Search-based User Interest Modeling with Lifelong Sequential Behavior Data for Click-Through Rate Prediction
Implementation of Search-based User Interest Modeling with Lifelong Sequential Behavior Data for Click-Through Rate Prediction using tensorflow
- Python 2.x
- Tensorflow 1.15.0
First we need to prepare data.
- Because getting and processing the data is time consuming,we had processed Amazon data and upload it for you.
tar -xzf data.tar.gz
usage: train_taobao_and_book.py [-h] [-mode MODE] [-seed SEED]
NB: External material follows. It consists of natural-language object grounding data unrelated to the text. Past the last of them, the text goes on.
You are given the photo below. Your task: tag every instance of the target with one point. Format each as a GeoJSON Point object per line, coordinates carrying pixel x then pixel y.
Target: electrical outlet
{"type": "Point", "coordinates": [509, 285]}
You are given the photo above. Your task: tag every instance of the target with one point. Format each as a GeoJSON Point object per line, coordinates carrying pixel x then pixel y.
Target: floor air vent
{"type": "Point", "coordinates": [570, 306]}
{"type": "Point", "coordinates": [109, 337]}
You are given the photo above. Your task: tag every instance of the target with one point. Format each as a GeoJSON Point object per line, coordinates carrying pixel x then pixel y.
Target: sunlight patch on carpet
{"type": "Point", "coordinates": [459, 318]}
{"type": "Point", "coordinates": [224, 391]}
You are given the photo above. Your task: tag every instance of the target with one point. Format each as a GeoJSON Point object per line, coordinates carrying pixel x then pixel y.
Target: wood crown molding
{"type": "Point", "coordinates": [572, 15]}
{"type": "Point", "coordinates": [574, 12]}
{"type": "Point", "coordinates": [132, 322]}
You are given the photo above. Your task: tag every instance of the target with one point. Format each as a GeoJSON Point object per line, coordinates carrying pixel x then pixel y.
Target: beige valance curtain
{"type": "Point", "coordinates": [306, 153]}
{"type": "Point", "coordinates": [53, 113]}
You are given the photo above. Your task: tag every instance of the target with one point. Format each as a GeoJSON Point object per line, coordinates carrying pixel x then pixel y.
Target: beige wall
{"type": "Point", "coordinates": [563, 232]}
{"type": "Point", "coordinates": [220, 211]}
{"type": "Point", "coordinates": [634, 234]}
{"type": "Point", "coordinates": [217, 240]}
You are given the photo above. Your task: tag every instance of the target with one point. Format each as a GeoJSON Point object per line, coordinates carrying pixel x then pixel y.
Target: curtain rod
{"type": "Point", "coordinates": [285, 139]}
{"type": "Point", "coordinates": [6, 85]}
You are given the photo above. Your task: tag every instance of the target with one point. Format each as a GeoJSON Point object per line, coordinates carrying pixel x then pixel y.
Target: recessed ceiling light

[-use_first_att USE_FIRST_ATT]
[-first_att_top_k FIRST_ATT_TOP_K]
[-use_vec_loss USE_VEC_LOSS]
[-long_seq_split LONG_SEQ_SPLIT]
[-short_seq_split SHORT_SEQ_SPLIT]
[-short_model_type SHORT_MODEL_TYPE]
[-long_model_type LONG_MODEL_TYPE]
[-save_iter SAVE_ITER]
[-test_iter TEST_ITER] [-max_len MAX_LEN]
[-seq_len SEQ_LEN]
[-epoch EPOCH] [-memory_size MEMORY_SIZE]
[-batch_size BATCH_SIZE]
[-search_mode SEARCH_MODE] [-level LEVEL]
[-data_type DATA_TYPE]
[-att_func ATT_FUNC]
The example for DNN
python train.py -mode train \
-data_type book \
-max_len 100 \
-short_model_type DIN \
-short_seq_split '90:100' \
-long_model_type DNN \
-long_seq_split '0:90' \
-seed 2 \
-epoch 2 \
-save_iter 10 \
-test_iter 20 \
-search_mode 'None'
The model type below had been supported:
- DNN
- DIN
- MIMN
You can train SIM with two kinds of search unit:
- hard-search
python train.py -mode train \
-data_type book \
-max_len 100 \
-short_model_type DIN \
-short_seq_split '90:100' \
-long_model_type DIN \
-long_seq_split '0:90' \
-seed 2 \
-epoch 2 \
-save_iter 10 \
-test_iter 20 \
-search_mode 'cate' \
-att_func 'dot'
- soft-search
python train.py -mode train \
-data_type book \
-max_len 100 \
-short_model_type DIN \
-short_seq_split '90:100' \
-long_model_type DIN \
-long_seq_split '0:90' \
-seed 2 \
-epoch 2 \
-data_thread_num 5 \
-save_iter 10 \
-test_iter 20 \
-search_mode 'None' \
-use_first_att True \
-first_att_top_k 50 \
-use_vec_loss True \
-att_func 'dot'